Susan Granger’s review of “Eastern Promises” (Focus Features)
The naked bathhouse fight is perhaps the most eagerly anticipated scene in director David Cronenberg’s latest thriller – but there’s more to it than that.
Once a prisoner in Siberia, stoic, stone-faced and ruthlessly ambitious Nikoli Luzhin (Viggo Mortensen) works as a driver for twinkly-eyed, mild-mannered Semyon (Armin Mueller-Stahl), the proprietor of an elegant Russian restaurant in London. But behind the scenes – and the perpetually bubbling borscht – Semyon is the shrewd Godfather of the expatriate mob.
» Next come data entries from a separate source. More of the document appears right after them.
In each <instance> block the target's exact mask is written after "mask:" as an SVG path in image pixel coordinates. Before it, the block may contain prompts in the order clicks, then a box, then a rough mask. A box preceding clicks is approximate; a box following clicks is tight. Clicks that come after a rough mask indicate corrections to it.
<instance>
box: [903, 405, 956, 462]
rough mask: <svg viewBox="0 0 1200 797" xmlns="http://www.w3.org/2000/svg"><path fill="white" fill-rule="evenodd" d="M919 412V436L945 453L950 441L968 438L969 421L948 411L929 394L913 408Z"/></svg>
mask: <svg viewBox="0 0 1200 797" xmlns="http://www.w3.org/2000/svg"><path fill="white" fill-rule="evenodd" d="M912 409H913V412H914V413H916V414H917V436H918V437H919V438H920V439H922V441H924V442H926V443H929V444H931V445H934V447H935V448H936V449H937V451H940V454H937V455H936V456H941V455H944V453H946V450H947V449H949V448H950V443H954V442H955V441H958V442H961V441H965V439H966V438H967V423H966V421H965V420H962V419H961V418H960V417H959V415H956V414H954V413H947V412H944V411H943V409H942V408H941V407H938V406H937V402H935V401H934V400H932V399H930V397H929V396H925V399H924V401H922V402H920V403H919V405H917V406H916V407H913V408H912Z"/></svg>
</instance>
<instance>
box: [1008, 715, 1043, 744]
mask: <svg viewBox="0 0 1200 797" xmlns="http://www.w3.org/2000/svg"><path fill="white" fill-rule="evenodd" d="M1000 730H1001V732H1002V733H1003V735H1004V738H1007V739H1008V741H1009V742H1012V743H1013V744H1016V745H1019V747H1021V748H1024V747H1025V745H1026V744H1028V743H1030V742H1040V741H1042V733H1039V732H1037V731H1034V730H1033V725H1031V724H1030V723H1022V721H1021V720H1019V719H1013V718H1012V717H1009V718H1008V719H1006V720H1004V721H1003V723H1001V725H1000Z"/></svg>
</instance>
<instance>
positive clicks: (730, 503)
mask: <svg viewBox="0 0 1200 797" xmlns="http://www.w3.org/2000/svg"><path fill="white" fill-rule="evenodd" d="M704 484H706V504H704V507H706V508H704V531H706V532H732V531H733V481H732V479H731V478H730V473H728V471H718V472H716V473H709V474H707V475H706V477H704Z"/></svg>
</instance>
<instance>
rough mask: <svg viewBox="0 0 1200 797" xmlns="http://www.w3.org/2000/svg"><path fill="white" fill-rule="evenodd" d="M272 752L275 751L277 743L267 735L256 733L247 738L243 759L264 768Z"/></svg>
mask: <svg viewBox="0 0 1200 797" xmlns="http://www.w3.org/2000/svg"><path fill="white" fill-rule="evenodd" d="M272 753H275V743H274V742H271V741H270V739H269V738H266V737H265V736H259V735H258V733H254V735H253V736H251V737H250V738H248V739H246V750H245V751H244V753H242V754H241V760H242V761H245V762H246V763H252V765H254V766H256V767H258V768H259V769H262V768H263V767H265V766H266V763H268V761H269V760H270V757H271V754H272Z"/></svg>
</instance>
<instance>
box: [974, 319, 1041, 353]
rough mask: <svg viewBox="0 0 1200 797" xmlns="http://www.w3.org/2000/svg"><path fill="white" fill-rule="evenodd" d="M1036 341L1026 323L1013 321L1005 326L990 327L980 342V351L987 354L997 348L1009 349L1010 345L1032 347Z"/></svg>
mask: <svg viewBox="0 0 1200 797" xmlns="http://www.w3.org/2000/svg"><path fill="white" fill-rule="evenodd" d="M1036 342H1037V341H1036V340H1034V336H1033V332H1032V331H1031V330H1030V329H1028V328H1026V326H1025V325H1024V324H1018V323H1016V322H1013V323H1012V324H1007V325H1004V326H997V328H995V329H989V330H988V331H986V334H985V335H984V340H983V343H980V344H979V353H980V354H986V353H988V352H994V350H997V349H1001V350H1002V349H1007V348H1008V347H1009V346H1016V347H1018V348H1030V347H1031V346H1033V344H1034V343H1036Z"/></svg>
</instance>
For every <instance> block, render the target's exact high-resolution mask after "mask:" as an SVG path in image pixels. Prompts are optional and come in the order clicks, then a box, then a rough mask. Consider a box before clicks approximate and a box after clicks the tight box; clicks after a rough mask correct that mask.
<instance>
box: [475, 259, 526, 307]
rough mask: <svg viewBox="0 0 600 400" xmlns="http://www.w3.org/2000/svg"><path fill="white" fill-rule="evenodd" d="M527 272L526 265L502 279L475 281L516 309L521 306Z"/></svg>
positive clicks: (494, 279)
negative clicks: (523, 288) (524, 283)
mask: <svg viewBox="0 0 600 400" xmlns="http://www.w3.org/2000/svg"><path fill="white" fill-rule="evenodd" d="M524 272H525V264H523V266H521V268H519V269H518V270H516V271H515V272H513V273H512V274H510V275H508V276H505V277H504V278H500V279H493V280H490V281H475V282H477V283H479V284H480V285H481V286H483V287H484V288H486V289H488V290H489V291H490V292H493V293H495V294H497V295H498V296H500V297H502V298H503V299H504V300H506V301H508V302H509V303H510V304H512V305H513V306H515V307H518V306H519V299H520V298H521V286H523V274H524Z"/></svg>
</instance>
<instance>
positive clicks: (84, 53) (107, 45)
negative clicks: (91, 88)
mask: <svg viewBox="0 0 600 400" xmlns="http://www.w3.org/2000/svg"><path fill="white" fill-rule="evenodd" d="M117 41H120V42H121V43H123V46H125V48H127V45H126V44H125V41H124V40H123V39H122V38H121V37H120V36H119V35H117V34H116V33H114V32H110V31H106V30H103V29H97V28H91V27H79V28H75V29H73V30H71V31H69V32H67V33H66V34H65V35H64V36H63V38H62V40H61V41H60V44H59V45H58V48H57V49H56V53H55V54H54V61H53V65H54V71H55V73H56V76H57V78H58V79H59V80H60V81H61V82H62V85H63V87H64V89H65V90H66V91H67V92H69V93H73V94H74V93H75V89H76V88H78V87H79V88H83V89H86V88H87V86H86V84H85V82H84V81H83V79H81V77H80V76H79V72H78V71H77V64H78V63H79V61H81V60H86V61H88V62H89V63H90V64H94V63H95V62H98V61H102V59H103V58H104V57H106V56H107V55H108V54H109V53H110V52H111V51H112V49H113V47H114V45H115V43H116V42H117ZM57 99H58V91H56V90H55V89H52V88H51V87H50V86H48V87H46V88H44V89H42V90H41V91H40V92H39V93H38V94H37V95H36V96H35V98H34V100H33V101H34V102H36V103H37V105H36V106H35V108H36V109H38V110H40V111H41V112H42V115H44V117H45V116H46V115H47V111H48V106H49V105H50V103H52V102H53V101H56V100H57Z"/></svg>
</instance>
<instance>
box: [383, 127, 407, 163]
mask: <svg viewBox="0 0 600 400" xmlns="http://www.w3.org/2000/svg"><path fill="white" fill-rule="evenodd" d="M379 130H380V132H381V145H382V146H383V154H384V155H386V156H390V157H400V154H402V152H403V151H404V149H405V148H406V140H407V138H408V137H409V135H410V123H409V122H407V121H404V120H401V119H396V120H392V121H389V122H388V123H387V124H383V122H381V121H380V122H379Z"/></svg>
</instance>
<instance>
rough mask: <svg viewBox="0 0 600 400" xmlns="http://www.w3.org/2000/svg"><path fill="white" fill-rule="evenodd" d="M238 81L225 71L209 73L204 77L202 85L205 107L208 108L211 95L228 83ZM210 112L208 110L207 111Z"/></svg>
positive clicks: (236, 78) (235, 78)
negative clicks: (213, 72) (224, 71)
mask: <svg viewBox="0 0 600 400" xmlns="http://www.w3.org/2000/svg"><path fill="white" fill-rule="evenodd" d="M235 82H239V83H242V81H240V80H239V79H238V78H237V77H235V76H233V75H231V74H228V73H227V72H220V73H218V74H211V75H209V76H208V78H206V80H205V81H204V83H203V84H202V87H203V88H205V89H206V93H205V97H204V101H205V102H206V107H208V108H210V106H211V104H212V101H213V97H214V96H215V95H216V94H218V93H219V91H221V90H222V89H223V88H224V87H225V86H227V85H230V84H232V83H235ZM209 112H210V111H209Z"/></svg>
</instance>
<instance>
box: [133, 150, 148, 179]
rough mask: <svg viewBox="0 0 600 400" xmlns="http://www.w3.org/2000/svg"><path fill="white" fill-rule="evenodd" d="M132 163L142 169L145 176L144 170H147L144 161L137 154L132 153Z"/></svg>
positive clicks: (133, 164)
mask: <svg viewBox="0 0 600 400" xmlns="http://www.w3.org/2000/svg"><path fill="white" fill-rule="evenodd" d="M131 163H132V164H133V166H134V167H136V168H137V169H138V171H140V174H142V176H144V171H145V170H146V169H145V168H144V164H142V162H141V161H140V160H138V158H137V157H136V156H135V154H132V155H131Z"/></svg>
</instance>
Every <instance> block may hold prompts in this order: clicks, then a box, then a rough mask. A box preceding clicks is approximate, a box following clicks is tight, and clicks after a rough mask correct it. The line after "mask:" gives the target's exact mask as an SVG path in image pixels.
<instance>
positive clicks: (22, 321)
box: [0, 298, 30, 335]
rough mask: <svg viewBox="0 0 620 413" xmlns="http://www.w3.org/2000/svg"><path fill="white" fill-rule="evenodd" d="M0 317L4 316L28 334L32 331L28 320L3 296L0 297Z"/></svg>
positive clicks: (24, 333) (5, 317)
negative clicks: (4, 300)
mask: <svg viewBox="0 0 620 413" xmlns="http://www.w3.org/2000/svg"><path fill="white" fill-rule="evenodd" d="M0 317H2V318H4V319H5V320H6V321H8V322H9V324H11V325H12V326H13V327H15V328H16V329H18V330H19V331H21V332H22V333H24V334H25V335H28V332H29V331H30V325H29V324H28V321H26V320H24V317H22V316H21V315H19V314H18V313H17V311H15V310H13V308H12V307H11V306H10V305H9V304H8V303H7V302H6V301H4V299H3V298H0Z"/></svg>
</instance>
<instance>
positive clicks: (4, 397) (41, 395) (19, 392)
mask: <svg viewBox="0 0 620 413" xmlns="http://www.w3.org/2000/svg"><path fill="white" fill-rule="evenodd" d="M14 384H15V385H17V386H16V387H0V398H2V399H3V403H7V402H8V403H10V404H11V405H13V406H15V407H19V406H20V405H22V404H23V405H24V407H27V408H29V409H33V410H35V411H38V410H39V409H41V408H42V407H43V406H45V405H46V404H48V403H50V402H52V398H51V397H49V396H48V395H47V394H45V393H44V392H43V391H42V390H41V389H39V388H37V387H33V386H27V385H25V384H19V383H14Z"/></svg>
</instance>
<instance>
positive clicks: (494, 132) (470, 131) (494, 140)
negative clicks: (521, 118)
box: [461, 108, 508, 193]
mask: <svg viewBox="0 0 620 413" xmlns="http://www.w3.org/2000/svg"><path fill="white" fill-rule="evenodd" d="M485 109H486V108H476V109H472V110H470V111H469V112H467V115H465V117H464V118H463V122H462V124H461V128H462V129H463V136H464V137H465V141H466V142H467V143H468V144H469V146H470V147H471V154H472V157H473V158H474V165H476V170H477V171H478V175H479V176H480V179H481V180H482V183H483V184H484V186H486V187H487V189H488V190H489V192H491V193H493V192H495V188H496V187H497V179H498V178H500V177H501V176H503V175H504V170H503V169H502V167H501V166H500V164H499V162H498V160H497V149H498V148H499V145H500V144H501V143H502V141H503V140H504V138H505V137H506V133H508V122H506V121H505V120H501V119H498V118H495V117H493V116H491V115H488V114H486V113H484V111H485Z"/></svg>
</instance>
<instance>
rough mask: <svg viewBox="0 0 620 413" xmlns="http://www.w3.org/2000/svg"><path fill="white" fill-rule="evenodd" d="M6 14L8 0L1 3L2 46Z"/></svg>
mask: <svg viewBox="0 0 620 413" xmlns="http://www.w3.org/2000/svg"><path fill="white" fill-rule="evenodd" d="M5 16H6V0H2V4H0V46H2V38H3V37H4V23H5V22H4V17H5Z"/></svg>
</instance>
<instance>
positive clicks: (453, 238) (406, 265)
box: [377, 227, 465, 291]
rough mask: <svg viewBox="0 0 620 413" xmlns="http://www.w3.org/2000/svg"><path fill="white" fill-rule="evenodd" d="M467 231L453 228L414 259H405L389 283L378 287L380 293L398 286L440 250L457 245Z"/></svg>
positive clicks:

Known as Vory v Zakone, its members, like Japanese yakuza, have distinguishing tattoos.
When hospital midwife Anna Khitrova (Naomi Watts) retrieves a diary, written in Cyrillic, off a teenage girl from the Ukraine who dies giving birth to a baby girl, she naively asks Semyon to translate it – after her Russian-born uncle (Polish director Jerzy Skolimowski) refuses. The diary details how the girl has been exploited as a sex slave, serving the kingpin and his minions, including his nasty, psychopathic son, Kirill (French actor Vincent Cassel), who obviously feels homosexual urges toward hard-bodied Nikoli.
Mortensen’s highly publicized naked scene takes place in a Turkish steam bath where he’s attacked by two black leather-clad, knife-wielding Chechen thugs. Gratuitous and exploitive, his full-frontal exposure makes him particularly vulnerable during the brutal, four-minute encounter, which is perhaps the longest male nude scene ever in a Hollywood mainstream movie.
Working from Steve Knight’s (“Dirty Pretty Things”) maudlin script, Cronenberg (“A History of Violence”) and cinematographer Peter Suschitzky ratchet the tension by adding shadowy, sinister undertones, amplified by Howard Shore’s melodramatic score. On the Granger Movie Gauge of 1 to 10, “Eastern Promises” is a grimly gory, ultimately surprising 7. And it certainly makes you stop thinking about Viggo Mortensen as “Lord of the Rings'” King Aragorn of Middle Earth.